Level 4 — Automatic recovery strategy. Escalate by failure count and type: auto-retry (transient, < 3 attempts) → checkpoint-resume (persistent, roll back) → skip-and-continue (non-critical, log and move on) → manual intervention (critical, pause for human).

Level 5 — Survive process death. DB-backed queue (not in-memory) + lease per work item (expired lease = another worker claims it) + graceful shutdown (catch SIGTERM, finish current item, save checkpoint, release locks).

Core principle: make the unit of work small enough that restarting from the last checkpoint is cheap. If recomputing from scratch costs 3 hours, create checkpoints more often than every 3 hours. The overhead of saving state is negligible compared to the cost of redoing work.

9. Compile-Time Optimization

For compiled languages:

  • Rust: lto = true + codegen-units = 1 enables cross-crate inlining. lto = "thin" for dev builds (most of the benefit, much faster). panic = "abort" removes landing pads for smaller binaries and better inlining. Typical: 2-10% speed gain, 2-3× compile time.
  • C++: -flto -fwhole-program -fuse-linker-plugin for GCC/Clang. -ffast-math when IEEE compliance isn't needed. -march=native to enable instruction sets available on the build machine (AVX2, etc.).
  • Go: -ldflags="-s -w" strips debug info and symbol table. CGO_ENABLED=0 produces static binaries and avoids cgo overhead. Build with the target's GOARCH for best results — cross-compilation is cheap in Go.
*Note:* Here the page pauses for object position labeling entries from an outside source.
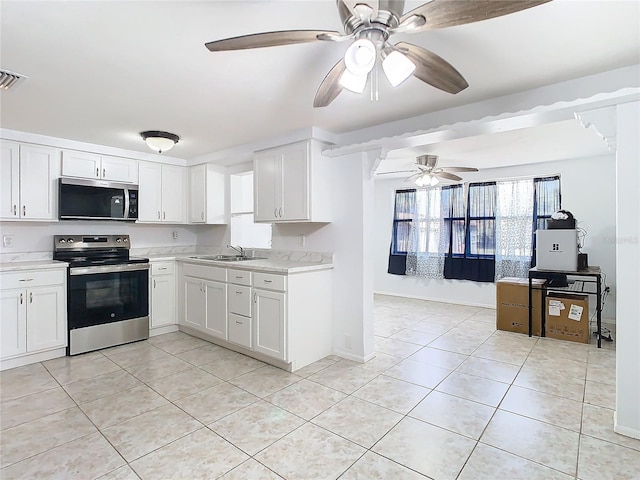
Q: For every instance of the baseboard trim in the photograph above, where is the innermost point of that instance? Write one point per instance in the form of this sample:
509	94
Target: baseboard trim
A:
626	431
354	357
439	300
32	358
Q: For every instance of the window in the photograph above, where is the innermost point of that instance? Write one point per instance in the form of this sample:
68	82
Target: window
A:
402	217
437	235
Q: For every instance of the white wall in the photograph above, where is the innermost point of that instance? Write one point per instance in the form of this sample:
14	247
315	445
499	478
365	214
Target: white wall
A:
38	237
627	418
588	191
348	237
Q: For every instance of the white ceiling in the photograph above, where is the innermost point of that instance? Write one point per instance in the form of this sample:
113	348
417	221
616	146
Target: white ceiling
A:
100	72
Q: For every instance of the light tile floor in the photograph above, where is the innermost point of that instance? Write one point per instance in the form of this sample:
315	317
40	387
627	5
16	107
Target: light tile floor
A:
447	397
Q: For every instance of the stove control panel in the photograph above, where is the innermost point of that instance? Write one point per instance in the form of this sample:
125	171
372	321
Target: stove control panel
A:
89	242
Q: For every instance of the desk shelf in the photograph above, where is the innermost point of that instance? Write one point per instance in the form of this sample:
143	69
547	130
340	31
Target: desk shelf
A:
590	284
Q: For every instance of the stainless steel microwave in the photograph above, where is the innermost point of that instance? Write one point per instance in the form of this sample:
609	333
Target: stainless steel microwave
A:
81	199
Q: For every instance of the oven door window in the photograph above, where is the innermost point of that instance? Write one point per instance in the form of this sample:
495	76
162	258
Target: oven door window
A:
100	298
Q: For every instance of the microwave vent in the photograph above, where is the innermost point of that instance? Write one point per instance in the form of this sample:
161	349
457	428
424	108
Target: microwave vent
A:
10	79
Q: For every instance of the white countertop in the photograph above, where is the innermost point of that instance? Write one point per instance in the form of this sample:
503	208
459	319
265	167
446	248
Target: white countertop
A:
33	265
263	265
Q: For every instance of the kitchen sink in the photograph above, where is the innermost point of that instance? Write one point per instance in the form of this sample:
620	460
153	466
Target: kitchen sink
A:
227	258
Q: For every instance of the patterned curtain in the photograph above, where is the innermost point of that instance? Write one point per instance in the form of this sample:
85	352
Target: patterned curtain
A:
429	236
514	228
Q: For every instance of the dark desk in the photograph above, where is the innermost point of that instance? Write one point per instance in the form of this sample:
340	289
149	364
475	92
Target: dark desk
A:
591	272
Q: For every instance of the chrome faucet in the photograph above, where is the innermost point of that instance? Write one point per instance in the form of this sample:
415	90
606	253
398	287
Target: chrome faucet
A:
240	250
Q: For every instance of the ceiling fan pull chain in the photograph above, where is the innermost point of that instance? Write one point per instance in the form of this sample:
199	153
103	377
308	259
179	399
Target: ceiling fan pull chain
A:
374	82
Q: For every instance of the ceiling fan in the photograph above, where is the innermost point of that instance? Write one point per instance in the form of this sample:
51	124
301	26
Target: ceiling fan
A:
370	23
428	173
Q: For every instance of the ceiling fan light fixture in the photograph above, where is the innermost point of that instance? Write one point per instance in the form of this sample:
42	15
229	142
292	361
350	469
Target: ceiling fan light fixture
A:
159	141
360	57
397	67
352	82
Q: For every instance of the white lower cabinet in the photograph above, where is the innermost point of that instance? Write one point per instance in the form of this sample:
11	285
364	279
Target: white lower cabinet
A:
163	294
205	300
33	312
282	319
269	323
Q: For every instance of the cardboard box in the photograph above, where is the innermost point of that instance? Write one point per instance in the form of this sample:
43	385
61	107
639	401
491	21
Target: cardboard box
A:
567	317
512	305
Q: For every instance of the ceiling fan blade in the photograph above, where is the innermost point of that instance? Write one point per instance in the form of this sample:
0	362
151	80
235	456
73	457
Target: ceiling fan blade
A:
397	171
268	39
433	69
460	169
449	176
448	13
330	87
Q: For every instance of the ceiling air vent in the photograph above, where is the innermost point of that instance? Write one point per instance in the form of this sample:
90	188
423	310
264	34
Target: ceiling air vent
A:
9	79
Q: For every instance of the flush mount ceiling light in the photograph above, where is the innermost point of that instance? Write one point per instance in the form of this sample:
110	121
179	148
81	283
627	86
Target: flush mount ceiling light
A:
10	79
159	141
371	23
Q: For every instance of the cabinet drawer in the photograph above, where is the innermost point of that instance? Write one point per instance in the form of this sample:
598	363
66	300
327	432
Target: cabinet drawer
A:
206	272
239	300
270	281
240	330
239	277
162	268
32	278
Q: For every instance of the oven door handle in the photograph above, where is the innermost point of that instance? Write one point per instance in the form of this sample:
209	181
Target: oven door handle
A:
108	269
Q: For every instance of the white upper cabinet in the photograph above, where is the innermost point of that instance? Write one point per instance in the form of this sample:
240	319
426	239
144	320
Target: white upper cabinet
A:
206	195
292	183
161	193
99	167
29	189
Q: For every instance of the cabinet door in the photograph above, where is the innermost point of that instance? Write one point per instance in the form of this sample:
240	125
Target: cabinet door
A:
119	169
80	164
269	323
197	192
295	182
13	323
46	318
216	323
266	186
9	180
163	300
149	193
39	167
172	194
195	307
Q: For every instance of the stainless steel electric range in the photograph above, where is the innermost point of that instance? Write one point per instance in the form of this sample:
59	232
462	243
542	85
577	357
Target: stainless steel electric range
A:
107	291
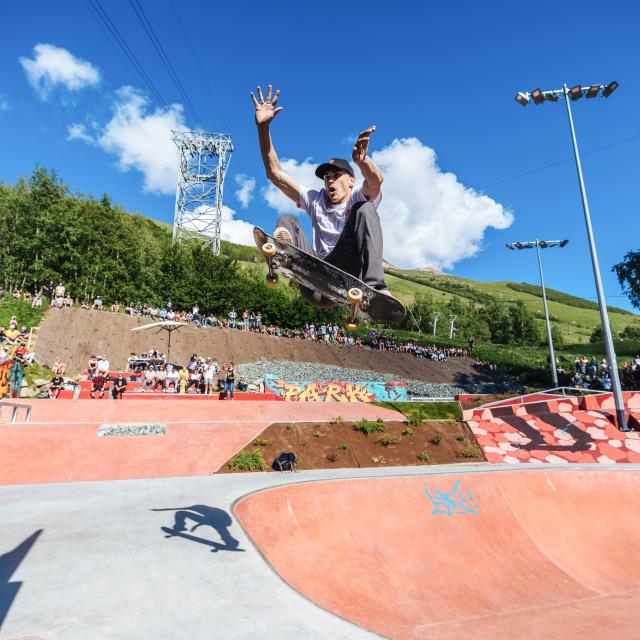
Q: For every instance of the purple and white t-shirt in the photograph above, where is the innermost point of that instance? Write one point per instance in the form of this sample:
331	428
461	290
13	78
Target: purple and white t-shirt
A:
328	219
10. Data Structures Are Leverage

The right data structure often beats micro-optimization by orders of magnitude:

  • Read-mostly, concurrent: RCU (Read-Copy-Update) — readers never block, writers clone. Ideal when reads >> writes. ⚠️ Hard to implement correctly — requires grace period tracking, safe memory reclamation, and preemption control. Use a battle-tested library unless you're writing an OS kernel.
  • Producer-consumer, bounded: Lock-free SPSC ring buffer — producer and consumer never contend on the same cache line. ⚠️ Power-of-two capacity required for bitmask indexing. Validate with TSan before trusting correctness.
  • Write-heavy storage: LSM-tree — buffer writes in memory, flush and compact in background. Turns random writes into sequential I/O.
  • Sparse indexing: Radix tree / XArray — fixed fanout, O(log N) lookup. Good for sparse key spaces. RCU-compatible variants exist for concurrent read access.
  • Large graphs on GPU: Neighbor sampling (not full adjacency) — sample a fixed number of neighbors per node per layer to keep memory bounded.
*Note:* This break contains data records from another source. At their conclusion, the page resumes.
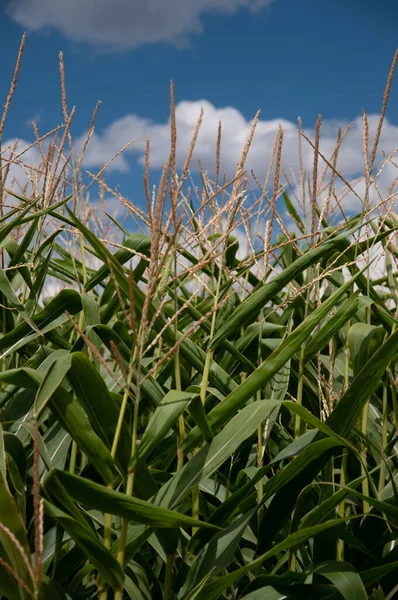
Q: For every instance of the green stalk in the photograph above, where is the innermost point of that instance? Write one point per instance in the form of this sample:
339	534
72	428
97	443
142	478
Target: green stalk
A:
384	438
343	482
168	580
203	391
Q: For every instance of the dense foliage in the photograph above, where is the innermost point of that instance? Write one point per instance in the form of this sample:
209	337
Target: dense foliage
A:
206	408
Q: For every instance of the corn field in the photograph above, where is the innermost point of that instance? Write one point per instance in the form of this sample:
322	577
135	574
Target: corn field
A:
205	407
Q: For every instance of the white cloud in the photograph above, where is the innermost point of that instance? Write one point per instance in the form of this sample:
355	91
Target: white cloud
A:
124	23
22	171
235	129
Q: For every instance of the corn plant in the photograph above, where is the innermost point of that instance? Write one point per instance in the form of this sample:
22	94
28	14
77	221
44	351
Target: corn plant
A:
204	407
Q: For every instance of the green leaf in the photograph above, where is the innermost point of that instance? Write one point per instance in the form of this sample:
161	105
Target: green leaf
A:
345	578
276	361
165	416
98	497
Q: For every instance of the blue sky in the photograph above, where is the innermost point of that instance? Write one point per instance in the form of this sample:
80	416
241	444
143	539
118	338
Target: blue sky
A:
288	58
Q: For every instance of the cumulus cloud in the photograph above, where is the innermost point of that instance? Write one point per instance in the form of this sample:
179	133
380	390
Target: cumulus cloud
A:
235	129
124	24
The ⚠️ structures are correct only under specific invariants. Without those invariants, they produce silently wrong results — worse than a slow lock.

When NOT to Optimize

  • Profile before you touch anything. Without a profiler, you're guessing what's slow. The bottleneck is rarely where you think it is. Run a profiler (perf, py-spy, flamegraph, cProfile, nvprof) and optimize only the functions that actually dominate runtime.
  • If it's already fast enough, stop. "Acceptable" means within the user's latency expectation or time budget. Don't spend 2 hours optimizing something that runs in 0.1 seconds.
  • One-off scripts don't need infrastructure. A single-user CLI, a data exploration notebook, a throwaway analysis — these don't need async frameworks, thread pools, or GPU acceleration. The engineering cost outweighs any speed gain.
  • Lock-free code is more dangerous than slow code. Every lock-free data structure has subtle correctness hazards. Only reach for RCU, SPSC rings, or custom atomics when a lock-based version is measurably too slow AND you've verified the lock-free version under thread sanitizer (TSan).
  • Parallelism without measurement is just complexity. Don't add threads, async, or multiprocessing without first measuring what the bottleneck actually is. CPU-bound? IO-bound? Memory-bound? The answer determines the fix — guess wrong and you add overhead with no benefit.
  • Last resort, not first instinct. Algorithmic improvements (better data structure, caching, batching) usually beat micro-optimizations (inlining, loop unrolling, bit tricks) by orders of magnitude. Try the big wins first.